Although the legendary gardens have faded in the mists of myth and time, Geroskipou today blooms with the colours of loukoumi, a popular confectionery whose connection with the town dates back to 1895, when Sophocles Athanasiou returned to his home village after many years overseas, with a recipe packed amongst his belongings.
Over the course of his travels, Athanasiou had picked up a taste for loukoumi (also known as lokum, or Turkish delight), the sweet delicacy found across Turkey and the Mediterranean Sea. By the time he came back to his home village, he had shaped a recipe around his own tastes and set about bringing it to reality.
He set up a small factory and opened up his own loukoumi shop near the town square in Geroskipou in 1895. Soon, the reputation of the shop and its treats spread across the island and beyond its shores.
In 1920, Athanasiou passed on the business to his daughter Chariklia and her husband Gabriel Hadjizinoviou. The torch was then passed to their son, Nikodemos Gabriel and since 1990 his wife Evdokia and their son George have continued the tradition.
Inspired by the Athanasiou family, who sell their products under the name of “Aphrodite Delights”, other confectionary makers within the locality have taken up production, following the same specifications and deepening the connection between the town and its treats.
Such is the strength of this connection that in 2007 Loukoumi Geroskipou became the first Cypriot product to be recognised as an official protected geographic indication (PGI). It is the only variety of loukoumi to be afforded such recognition.
Since Sophocles Athanasiou brought his first batch of loukoumi to life in 1895, the confection has been made in the same way, according to the same recipe, and always within the bounds of Geroskipou.
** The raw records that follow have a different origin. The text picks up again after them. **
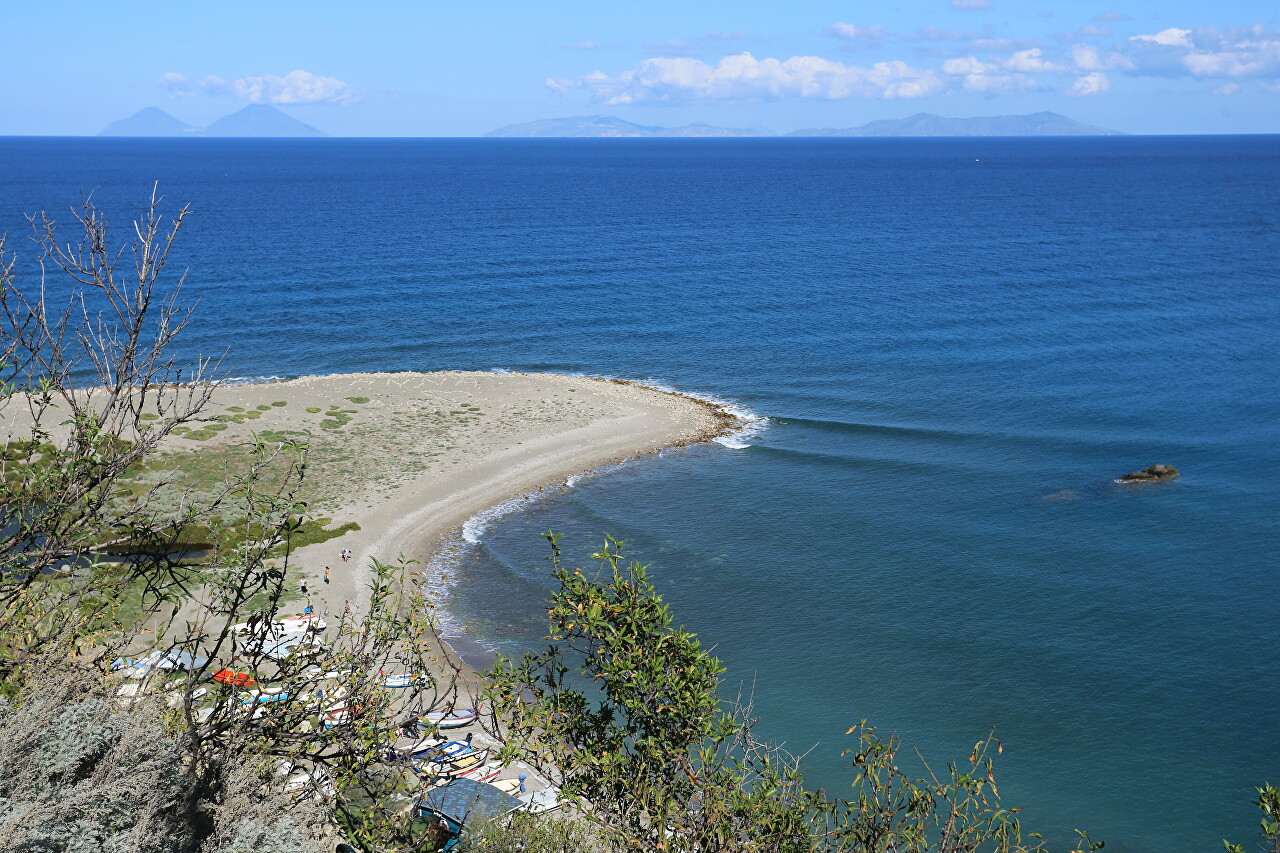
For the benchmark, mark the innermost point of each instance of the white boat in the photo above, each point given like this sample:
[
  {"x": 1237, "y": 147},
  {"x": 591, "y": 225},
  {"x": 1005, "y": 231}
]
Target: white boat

The art of preparing Loukoumi Geroskipou lies in attaining the unmistakable sweetness and consistency that distinguish the product from other varieties of loukoumi. Unlike many such varieties, Loukoumi Geroskipou contains neither glucose nor gelatine. In order to achieve the desired taste and texture, each step of the production process must be carried out with patience and precision, using local skills and expertise that have been honed by time and tradition.
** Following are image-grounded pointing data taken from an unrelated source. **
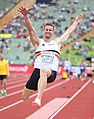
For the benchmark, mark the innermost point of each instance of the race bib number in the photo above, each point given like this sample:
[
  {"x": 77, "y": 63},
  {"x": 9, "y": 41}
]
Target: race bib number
[{"x": 47, "y": 57}]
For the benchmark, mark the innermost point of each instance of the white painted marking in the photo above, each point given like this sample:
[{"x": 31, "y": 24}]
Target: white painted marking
[{"x": 48, "y": 109}]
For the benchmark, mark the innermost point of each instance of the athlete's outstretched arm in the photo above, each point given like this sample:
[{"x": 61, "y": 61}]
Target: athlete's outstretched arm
[
  {"x": 33, "y": 36},
  {"x": 64, "y": 37}
]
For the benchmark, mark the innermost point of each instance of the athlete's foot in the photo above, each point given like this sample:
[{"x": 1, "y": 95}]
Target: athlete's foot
[{"x": 36, "y": 103}]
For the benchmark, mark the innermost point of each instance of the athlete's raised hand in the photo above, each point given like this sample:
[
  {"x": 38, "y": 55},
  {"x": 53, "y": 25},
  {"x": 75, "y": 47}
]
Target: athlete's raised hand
[
  {"x": 79, "y": 18},
  {"x": 23, "y": 10}
]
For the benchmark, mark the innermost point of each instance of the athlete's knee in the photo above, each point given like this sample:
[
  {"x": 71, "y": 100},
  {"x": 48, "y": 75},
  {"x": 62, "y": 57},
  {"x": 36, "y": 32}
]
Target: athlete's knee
[{"x": 26, "y": 94}]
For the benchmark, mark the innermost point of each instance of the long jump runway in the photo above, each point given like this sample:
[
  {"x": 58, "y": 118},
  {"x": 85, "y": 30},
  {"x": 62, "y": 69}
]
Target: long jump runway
[{"x": 62, "y": 99}]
The process begins when water is poured into a large, heated pan. Next, sugar and citric acid are added. The resulting mixture is boiled and held to simmer at 100°C for 35 minutes.
Corn starch, previously dissolved in cold water, is then added to thicken the mixture, which must be kept at a heat of 100-130°C for 2 hours and stirred at a rate of 36 turns per minute.
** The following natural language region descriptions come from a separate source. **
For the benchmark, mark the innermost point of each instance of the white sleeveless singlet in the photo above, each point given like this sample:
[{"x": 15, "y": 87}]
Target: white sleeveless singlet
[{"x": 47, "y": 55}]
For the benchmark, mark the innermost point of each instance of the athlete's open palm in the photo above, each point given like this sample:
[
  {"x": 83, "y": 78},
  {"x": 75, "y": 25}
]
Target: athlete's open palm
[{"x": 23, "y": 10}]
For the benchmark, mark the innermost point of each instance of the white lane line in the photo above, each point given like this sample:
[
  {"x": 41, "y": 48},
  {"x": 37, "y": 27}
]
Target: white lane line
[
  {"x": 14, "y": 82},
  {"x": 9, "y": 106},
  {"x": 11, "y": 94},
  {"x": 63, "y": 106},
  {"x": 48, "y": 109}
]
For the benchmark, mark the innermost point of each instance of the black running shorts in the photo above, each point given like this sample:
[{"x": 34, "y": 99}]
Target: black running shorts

Next come the flavours, which must be selected from a pre-approved list. Each flavour in the list has been carefully chosen to complement the natural sweetness of the loukoumi. The selection ranges from rose, strawberry, and mandarin to banana, bergamot, and pistachio. In some cases, colouring, chocolate, or roasted nuts are added. Ingredients such as almonds and honey are sourced locally in the Paphos province.
After the flavours have fully blended in, the now viscous mixture is poured into large crates and left to set. Once cooled, the mixture takes on its final gelatinous form, characterised by a firmness that allows it to spring gently back to shape when squeezed, but a softness that allows it to melt in the mouth.
The final product is cut into bite-sized cubes, which are dusted with caster sugar or finely flaked coconut.